Donald Trump and the End of the 'West'



https://prospect.org/world/2025-09-08-donald-trump-end-of-the-west/



In his meeting one week ago with Russian President Vladimir Putin and Indian President Narendra Modi, Chinese President Xi Jinping called on them to integrate their economies with his and thereby form “an orderly multipolar world.” My initial reaction, as he was chiefly urging them to join him in creating an anti-American (or at least, non-American-centered) bloc, was that he really meant “a bipolar world.” Then I wondered if he’d avoided that word because in Chinese (which, alas, I do not speak), as in English, it might also mean manic-depressive (which at times is a fairly accurate description of international relations, too).

During the Cold War, of course, the world was indeed bipolar, sundered into two rival power blocs, the American-centered “West” and the Soviet-centered “East.” But within roughly a decade after the Soviet Union had ceased to exist, the administration of George W. Bush began characterizing diverse hostile regimes as an “axis of evil,” and persuaded a number of traditional Western U.S. allies—chiefly, Tony Blair’s Britain—to join us in our Iraqi War, which, while not officially blessed by NATO, won levels of cooperation from a number of NATO members. And in the past 15 years, as both China and Russia transformed themselves into decidedly more authoritarian regimes, the dichotomy of West vs. East began bubbling up again. With last week’s gathering of presidents in Beijing, it has seemed to some commentators that we’re now officially bipolar again.

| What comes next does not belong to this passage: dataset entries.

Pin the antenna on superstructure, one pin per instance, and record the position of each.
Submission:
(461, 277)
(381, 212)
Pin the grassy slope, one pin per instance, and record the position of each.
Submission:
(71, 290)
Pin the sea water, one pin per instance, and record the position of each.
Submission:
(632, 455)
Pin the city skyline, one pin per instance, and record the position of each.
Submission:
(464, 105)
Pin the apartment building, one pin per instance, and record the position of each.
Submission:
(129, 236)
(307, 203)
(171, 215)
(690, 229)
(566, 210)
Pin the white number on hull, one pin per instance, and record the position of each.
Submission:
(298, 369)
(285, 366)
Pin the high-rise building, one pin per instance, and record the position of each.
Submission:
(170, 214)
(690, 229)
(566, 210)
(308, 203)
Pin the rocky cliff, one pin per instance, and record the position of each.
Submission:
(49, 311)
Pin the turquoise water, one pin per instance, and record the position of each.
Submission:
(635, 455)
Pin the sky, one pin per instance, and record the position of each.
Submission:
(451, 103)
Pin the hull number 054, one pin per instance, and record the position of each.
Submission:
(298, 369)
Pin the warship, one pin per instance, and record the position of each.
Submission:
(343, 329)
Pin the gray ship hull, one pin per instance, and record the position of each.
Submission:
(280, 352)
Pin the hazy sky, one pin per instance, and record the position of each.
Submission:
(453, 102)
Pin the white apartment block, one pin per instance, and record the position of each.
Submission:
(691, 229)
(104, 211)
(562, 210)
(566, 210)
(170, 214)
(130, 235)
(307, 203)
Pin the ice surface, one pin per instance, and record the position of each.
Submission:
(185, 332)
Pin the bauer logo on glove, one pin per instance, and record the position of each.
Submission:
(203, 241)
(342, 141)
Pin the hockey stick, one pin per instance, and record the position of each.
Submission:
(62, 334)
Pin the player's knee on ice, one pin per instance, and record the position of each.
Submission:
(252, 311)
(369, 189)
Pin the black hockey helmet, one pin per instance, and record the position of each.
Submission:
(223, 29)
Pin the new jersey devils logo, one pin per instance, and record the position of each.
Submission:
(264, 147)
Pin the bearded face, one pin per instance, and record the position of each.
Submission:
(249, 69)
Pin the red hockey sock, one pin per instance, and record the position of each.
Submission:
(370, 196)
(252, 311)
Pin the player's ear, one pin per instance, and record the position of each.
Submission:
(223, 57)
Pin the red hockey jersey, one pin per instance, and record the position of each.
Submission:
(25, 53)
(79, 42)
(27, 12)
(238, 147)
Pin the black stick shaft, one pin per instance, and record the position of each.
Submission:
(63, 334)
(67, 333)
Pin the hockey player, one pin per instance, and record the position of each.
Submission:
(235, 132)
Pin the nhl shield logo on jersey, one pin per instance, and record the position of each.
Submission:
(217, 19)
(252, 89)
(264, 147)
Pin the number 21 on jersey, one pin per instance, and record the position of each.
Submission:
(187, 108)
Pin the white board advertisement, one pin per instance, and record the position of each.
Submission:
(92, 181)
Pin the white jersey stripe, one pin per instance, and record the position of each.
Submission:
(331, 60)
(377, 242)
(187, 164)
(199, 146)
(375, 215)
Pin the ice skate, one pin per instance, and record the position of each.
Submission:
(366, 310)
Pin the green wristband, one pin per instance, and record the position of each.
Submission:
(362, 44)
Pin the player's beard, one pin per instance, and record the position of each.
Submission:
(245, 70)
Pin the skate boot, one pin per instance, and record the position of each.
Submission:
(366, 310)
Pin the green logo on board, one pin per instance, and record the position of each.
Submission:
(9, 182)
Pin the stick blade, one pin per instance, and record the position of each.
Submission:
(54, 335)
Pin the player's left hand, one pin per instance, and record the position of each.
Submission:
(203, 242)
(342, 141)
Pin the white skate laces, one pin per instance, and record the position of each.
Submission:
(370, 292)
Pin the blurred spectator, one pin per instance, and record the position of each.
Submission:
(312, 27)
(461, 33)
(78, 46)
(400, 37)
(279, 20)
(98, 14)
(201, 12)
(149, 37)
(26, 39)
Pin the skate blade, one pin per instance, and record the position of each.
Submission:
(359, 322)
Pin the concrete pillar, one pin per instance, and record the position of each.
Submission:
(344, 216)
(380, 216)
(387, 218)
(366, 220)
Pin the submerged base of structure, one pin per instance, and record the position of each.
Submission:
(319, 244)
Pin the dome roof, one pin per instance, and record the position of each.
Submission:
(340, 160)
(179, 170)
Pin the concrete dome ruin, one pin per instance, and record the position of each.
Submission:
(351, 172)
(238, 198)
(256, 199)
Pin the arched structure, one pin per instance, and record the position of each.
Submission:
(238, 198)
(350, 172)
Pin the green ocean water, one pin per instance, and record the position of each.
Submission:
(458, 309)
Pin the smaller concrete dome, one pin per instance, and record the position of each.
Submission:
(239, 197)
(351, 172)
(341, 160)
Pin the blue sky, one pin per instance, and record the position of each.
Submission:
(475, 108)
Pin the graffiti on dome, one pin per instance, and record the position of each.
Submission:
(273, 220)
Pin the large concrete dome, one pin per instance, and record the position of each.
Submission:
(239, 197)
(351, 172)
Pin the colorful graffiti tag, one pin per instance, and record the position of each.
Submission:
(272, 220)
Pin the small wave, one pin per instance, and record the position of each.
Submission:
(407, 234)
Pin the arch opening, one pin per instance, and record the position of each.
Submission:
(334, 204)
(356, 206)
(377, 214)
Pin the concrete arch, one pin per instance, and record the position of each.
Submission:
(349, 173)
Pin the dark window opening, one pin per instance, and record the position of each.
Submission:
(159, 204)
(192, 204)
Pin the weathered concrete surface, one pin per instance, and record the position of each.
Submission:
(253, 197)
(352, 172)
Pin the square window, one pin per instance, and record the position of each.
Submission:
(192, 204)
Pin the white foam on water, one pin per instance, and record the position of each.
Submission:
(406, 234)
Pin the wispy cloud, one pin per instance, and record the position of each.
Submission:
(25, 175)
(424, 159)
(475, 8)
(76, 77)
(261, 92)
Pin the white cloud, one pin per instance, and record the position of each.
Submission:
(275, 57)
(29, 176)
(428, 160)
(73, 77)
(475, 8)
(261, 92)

But if Xi really did mean “multipolar” rather than “bi,” I think he was on to something. To be sure, in the context of international and U.S.-China relations, “multi” sounds less aggressive than “bi,” which may have been reason enough for his word choice. But “multi” also seems more the mot juste to me than “bi,” not because it’s more diplomatic, or less confusable with “manic-depressive.” Rather, it’s a better description because it takes two to be bipolar, and I don’t think the West comprises a coherent bloc anymore. For all the imperfections and deviations that were part and parcel of the Cold War West, the West was bound together and adhered loosely to the fundamentals of capitalism and democracy, just as the East was rooted, albeit with its own imperfections and deviations, in communism and authoritarianism.

Today, Xi’s hoped-for alliance of China, Russia, and India has less coherence than the East of yore, even if all three suppress Muslim minorities within their borders. Modi’s regime, despite its increasing repression of India’s huge Muslim population, hasn’t adopted anything like the full-throated authoritarianism of the other two mega-nations, and has more of democratic heritage standing in the way of that transition than either Russia or China had.